In his maturity, Vladimir Nabokov came to see the loss of his ancestral Russia as the greatest ordeal of his life. The pre-revolutionary St Petersburg of his childhood was a world of sailor-suited privilege, with English nurses and governesses.

The novelist's father, the liberal statesman VD Nabokov, had been assassinated at a political meeting in Berlin in 1922. He was, according to Trotsky, "an overstarched Englishman" haughtily opposed to people's rule. Vladimir Nabokov's own dandyism – his butterfly collecting, his penchant for Roquefort cheese and pineapple – owed something perhaps to his father's patrician stiffness.

How did a Russian-born novelist with such Fabergé-egg-like refinements produce a rapturous hymn to American roadside culture? Nabokov's 1955 masterwork, Lolita, is a lasciviously compelling account of illicit love as well as a Walt Whitman-like celebration of New World canyons, nature reserves, diners and cowboy-themed motels. Rarely has an émigré writer succumbed so gleefully to the allures of post-war America, according to Robert Roper in his superb biography-cum-essay, Nabokov in America.
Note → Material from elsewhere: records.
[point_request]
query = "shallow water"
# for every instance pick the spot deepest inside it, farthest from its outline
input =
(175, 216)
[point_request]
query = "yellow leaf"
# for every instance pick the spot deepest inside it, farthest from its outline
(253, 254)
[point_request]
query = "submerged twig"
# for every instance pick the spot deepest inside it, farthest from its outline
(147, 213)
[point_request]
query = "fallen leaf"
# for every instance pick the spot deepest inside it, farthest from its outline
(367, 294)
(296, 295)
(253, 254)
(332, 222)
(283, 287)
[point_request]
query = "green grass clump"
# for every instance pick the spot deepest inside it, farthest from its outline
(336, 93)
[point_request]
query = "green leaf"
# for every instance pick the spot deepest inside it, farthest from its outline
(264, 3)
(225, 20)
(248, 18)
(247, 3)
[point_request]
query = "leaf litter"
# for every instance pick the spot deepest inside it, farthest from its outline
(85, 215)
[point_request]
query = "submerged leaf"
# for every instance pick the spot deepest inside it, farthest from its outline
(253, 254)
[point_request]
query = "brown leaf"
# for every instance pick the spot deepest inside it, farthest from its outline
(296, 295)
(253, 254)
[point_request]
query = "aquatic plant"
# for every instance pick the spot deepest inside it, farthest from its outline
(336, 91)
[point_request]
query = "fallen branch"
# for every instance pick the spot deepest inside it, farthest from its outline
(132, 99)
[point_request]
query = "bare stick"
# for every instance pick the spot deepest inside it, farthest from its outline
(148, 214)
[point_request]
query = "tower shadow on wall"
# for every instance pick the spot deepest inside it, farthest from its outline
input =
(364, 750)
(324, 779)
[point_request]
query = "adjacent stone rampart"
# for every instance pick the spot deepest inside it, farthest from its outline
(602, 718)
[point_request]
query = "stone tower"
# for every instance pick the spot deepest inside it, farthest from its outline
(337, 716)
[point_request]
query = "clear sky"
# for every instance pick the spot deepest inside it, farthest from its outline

In the 20 years he lived and worked in America between 1941 and 1961, Nabokov travelled 200,000 miles by car, Roper estimates. Highway journeys undertaken with his Russian wife, Véra, in search of butterfly specimens opened up postcard-picturesque vistas of the Grand Canyon and the Great Smoky Mountains. Unlike Thomas Mann or other European writers exiled in the US (Bertolt Brecht, notably), Nabokov immersed himself happily in what Roper calls the "demos". In preparation for the five-year composition of Lolita, Nabokov gleaned slang from American teen magazines ("She was loads of fun") and rode on buses to hear teenagers speak.

Humbert Humbert, the unsavoury charmer of Lolita, "reads America through the medium of a child", writes Roper. The paedophile college professor's love for Dolores "Lolita" Haze is amplified by the crazy drive he undertakes with her across 48 states. Whether or not Nabokov was himself prone to fantasies of child love is uncertain.

Against all expectations, Nabokov's "sexy smash" was one of the bestselling novels of the 1950s in America. Roper's marvellous book, a hybrid of literary criticism and biography, sheds light on a Russian writer enraptured by Uncle Sam.